The bull market in US stocks continues? High valuations face performance tests.
As the second quarter is coming to a close, the US stock market is extending the hot spring market trend into the summer.
As the second quarter is coming to an end, the U.S. stock market is extending the spring rally into the summer, with the S&P 500 index hitting new historical highs. Investors are betting on a potential interest rate cut by the Federal Reserve, reduced tariff risks, and possible tax cuts and fiscal stimulus plans from Congress, all contributing to the continuous rise in U.S. stocks.
However, the current question is whether corporate earnings performance is sufficient to support the rally in the second quarter. J.P. Morgan will kick off the earnings season on July 15th, and some investors are starting to worry that the current market valuation is high and volatility risks are low, which may indicate that the market has already priced in overly optimistic earnings growth and economic performance, making it difficult to sustain in the coming year.
Charu Chanana, Chief Investment Strategist at Saxo Bank, stated, "The U.S. market is still leading globally, driven by strong earnings momentum, macroeconomic resilience, and optimism fueled by the artificial intelligence boom. The question of whether the 'buy America' trading pattern will return to the market's focus." However, she also cautioned, "With valuations at high levels, this earnings season must validate market expectations for a recovery in the second half of the year, otherwise there may be risks of reassessment in the market."
By the close of Monday, the S&P 500 index hit a new historical high of 6,201 points, with an overall price-to-earnings ratio (based on expected earnings for the next 12 months) of 22.8 times.

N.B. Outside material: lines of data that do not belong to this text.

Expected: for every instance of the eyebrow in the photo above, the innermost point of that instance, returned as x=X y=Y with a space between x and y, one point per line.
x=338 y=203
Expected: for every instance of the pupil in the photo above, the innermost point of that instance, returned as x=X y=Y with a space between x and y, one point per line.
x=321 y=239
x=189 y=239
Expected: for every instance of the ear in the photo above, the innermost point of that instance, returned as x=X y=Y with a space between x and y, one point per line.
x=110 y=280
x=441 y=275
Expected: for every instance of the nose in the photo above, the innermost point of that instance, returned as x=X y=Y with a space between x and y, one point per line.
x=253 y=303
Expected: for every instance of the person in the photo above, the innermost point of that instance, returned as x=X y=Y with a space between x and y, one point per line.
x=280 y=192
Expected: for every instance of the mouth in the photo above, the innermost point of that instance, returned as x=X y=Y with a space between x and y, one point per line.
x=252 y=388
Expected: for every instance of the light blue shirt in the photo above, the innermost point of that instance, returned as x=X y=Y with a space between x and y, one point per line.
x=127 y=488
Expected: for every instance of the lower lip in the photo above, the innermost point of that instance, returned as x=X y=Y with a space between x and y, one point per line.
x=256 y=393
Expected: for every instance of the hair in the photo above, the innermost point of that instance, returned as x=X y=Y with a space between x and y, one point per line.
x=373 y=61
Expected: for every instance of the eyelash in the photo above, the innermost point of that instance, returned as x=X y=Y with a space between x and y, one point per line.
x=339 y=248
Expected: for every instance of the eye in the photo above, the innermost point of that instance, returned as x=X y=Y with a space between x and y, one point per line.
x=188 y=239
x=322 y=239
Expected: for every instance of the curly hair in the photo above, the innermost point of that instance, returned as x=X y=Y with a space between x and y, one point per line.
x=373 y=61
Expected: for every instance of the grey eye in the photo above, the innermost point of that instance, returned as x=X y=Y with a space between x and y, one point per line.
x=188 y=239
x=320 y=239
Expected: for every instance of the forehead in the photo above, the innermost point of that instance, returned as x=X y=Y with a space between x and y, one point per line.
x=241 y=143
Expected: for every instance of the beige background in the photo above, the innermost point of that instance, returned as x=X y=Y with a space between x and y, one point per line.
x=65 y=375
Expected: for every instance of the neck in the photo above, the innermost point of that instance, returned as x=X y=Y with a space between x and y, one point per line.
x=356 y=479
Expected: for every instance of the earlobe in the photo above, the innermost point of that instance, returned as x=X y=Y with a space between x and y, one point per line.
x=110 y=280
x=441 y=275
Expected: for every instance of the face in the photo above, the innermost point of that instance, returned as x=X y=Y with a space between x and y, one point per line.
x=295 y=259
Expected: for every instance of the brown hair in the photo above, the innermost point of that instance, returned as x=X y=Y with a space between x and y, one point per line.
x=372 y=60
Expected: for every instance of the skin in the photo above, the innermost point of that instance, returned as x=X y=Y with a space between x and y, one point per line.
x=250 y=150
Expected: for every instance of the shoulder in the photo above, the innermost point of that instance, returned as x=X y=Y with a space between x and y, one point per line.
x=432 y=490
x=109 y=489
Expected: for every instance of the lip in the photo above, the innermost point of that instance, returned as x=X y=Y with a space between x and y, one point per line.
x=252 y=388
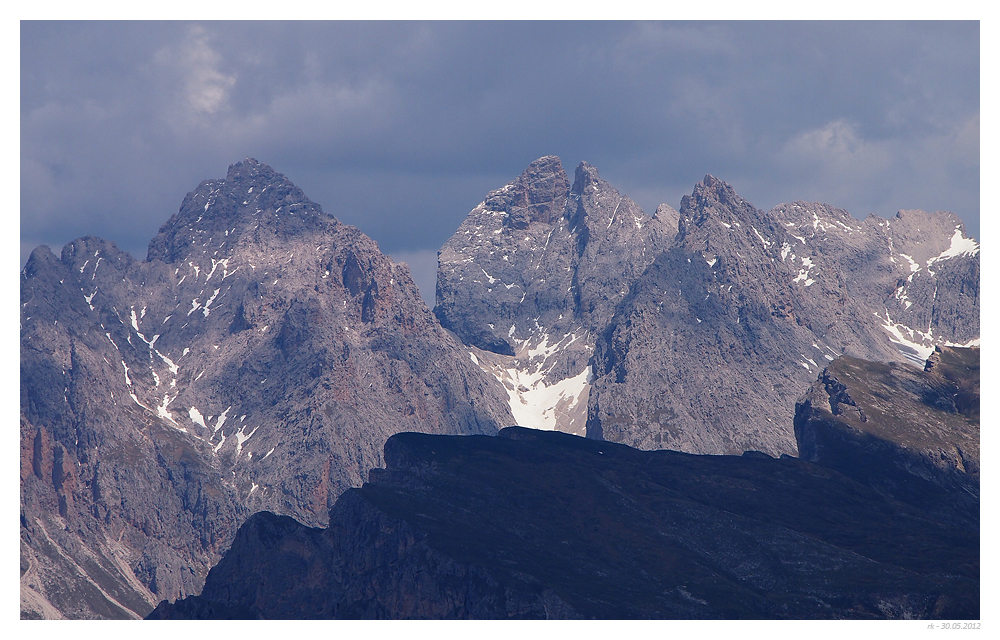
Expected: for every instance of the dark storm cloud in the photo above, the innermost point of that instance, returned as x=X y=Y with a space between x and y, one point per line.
x=402 y=128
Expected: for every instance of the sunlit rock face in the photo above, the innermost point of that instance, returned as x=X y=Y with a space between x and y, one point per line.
x=693 y=330
x=257 y=359
x=533 y=275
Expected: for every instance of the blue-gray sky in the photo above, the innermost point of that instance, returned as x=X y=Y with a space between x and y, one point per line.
x=401 y=128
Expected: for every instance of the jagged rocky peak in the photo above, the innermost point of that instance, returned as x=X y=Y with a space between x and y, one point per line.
x=257 y=359
x=780 y=294
x=253 y=196
x=538 y=194
x=534 y=271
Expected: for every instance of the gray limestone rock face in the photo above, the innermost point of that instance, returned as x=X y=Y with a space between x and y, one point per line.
x=711 y=347
x=535 y=272
x=672 y=312
x=257 y=359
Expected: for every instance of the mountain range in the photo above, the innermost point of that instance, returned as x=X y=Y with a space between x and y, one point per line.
x=262 y=355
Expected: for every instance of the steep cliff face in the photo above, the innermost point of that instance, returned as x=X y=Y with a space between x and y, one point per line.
x=257 y=359
x=908 y=433
x=710 y=348
x=534 y=274
x=535 y=524
x=654 y=322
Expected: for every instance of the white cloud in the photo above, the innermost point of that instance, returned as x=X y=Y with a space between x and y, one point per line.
x=206 y=88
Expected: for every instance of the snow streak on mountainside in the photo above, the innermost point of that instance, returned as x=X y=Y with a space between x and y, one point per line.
x=258 y=359
x=703 y=325
x=534 y=273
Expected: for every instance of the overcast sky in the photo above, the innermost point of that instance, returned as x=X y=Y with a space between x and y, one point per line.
x=402 y=128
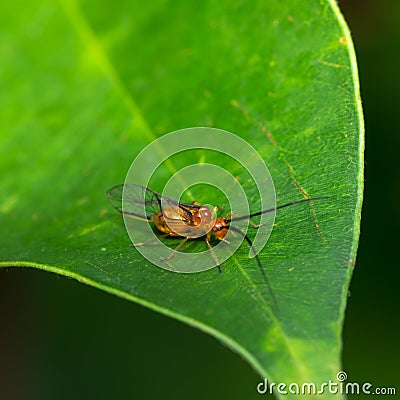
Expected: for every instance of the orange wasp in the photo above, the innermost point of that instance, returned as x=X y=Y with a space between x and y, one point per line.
x=177 y=219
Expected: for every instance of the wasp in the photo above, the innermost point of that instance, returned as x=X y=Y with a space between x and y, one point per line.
x=176 y=219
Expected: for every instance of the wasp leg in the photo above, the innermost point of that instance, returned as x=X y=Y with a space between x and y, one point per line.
x=217 y=263
x=150 y=240
x=250 y=222
x=176 y=249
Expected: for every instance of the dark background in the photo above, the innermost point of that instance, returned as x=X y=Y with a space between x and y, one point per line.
x=61 y=340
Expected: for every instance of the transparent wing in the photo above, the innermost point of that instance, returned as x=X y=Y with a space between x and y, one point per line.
x=141 y=202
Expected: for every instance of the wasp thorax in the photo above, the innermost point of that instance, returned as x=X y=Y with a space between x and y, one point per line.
x=203 y=216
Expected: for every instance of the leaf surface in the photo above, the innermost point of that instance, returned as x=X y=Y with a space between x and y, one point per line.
x=86 y=87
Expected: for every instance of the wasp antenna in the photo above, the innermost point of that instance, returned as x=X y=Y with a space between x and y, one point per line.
x=292 y=203
x=264 y=275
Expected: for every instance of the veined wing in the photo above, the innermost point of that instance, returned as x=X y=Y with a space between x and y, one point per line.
x=141 y=202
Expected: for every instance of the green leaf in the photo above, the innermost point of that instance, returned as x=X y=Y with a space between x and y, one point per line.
x=86 y=87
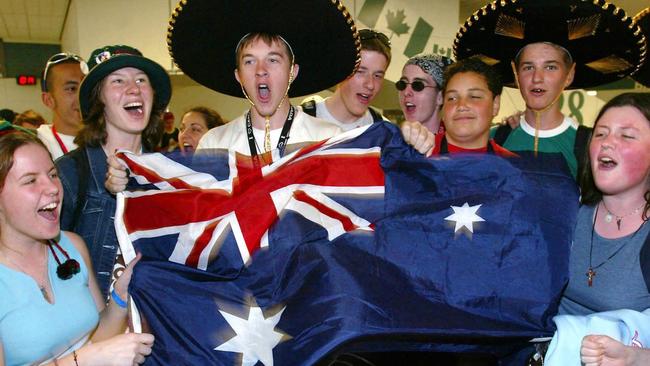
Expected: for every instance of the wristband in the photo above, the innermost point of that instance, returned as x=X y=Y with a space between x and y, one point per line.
x=118 y=300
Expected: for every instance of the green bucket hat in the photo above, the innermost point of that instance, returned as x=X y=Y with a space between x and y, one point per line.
x=107 y=59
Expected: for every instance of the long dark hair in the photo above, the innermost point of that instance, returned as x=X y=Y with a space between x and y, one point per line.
x=93 y=133
x=591 y=195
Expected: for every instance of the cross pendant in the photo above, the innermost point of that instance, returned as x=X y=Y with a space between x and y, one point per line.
x=590 y=276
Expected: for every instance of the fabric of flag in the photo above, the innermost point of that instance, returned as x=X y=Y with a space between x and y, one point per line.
x=353 y=244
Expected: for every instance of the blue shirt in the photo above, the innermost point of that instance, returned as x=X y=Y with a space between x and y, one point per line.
x=31 y=329
x=618 y=283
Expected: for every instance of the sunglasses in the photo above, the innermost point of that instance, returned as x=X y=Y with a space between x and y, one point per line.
x=60 y=58
x=417 y=85
x=368 y=34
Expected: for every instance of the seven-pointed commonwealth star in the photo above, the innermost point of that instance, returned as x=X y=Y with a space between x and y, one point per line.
x=465 y=216
x=256 y=336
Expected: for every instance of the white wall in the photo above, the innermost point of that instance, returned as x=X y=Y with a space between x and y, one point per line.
x=20 y=98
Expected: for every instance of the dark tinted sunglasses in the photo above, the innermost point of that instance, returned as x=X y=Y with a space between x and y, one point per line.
x=367 y=34
x=59 y=58
x=417 y=85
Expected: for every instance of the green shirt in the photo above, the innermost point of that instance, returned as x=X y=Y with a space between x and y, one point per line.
x=560 y=139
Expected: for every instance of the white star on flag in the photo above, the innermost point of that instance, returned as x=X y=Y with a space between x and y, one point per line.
x=256 y=336
x=465 y=215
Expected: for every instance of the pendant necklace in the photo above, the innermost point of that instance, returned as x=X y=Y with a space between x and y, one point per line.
x=610 y=216
x=40 y=285
x=591 y=271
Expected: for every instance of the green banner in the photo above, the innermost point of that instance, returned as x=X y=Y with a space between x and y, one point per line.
x=370 y=12
x=419 y=38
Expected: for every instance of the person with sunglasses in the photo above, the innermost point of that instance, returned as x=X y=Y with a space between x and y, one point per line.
x=419 y=90
x=62 y=76
x=349 y=107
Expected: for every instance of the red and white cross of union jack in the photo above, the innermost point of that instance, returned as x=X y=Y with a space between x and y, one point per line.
x=199 y=208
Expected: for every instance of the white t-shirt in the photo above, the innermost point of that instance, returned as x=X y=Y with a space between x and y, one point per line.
x=44 y=132
x=323 y=113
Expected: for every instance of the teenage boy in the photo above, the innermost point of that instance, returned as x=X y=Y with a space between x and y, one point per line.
x=349 y=106
x=471 y=98
x=420 y=90
x=60 y=93
x=551 y=45
x=543 y=70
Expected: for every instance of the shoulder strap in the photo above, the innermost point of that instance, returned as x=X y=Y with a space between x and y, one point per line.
x=644 y=259
x=376 y=116
x=81 y=159
x=583 y=134
x=501 y=134
x=309 y=107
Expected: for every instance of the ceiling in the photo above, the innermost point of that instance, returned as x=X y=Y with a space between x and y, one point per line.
x=41 y=21
x=37 y=21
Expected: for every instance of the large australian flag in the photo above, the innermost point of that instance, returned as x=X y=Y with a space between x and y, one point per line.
x=356 y=243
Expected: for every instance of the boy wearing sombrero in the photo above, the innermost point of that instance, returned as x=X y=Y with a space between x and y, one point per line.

According to data from Goldman Sachs, not only is this historically high, but it also exceeds the tech-heavy Nasdaq 100 index and the small-cap Russell 2000 index.
Louis Navellier of Navellier Calculated Investing pointed out, "It is clear that the market is already reflecting optimistic expectations of corporate earnings and investors are hoping to enter the market before the Federal Reserve cuts interest rates." He added, "Geopolitical risks are evidently underestimated by the market, with investors generally believing that these risks will not have a substantial impact on economic growth, and tariffs may not actually be implemented or significantly raise inflation. Like in the past, bull markets always have far fewer problems than bear markets."
According to LSEG data, total earnings for S&P 500 constituents in the second quarter are expected to grow by 5.9% year on year, reaching around $529 billion. However, since the end of March, the index itself has risen by about 10%, much higher than the earnings growth.
Of note, almost half of the major industries in the S&P 500 are expected to see earnings remain flat or decline year on year. Among the six industries with earnings growth, around 82% of the growth will be concentrated in the telecommunications services and information technology sectors.
LSEG forecasts full-year earnings growth of 8.5% for 2025. Based on this growth rate, the current market valuation is 23.4 times, slightly higher than the current 22.8 times, but the 8.5% growth is still far below the market's earlier expectations of 14%.
Even with high valuations, investors' demands for risk compensation are quite limited. WisdomTree's calculations show that the equity risk premium between stocks and risk-free government bonds is only 2.4 percentage points, the lowest level since the early 2000s.
Meanwhile, market volatility is near its yearly low. The Cboe Group's VIX index currently stands at 16.62, indicating that traders expect a daily volatility of approximately 65 points for the S&P 500 in July, compared to a high of 105 points in early April.
While Clark Bellin, President and Chief Investment Officer of Bellwether Wealth in Nebraska, acknowledges that the market may be "too complacent", he does not believe that the current levels are cause for concern. He said, "Market highs often make people think a pullback is imminent, but in reality, new highs often lead to more new highs." He believes that "this positive momentum may continue for a while, despite the presence of volatility."
Bellin also pointed out that the biggest challenge for investors in the second half of 2025 will be how to deploy new capital, especially for those investors who did not add positions during the market pullback in April.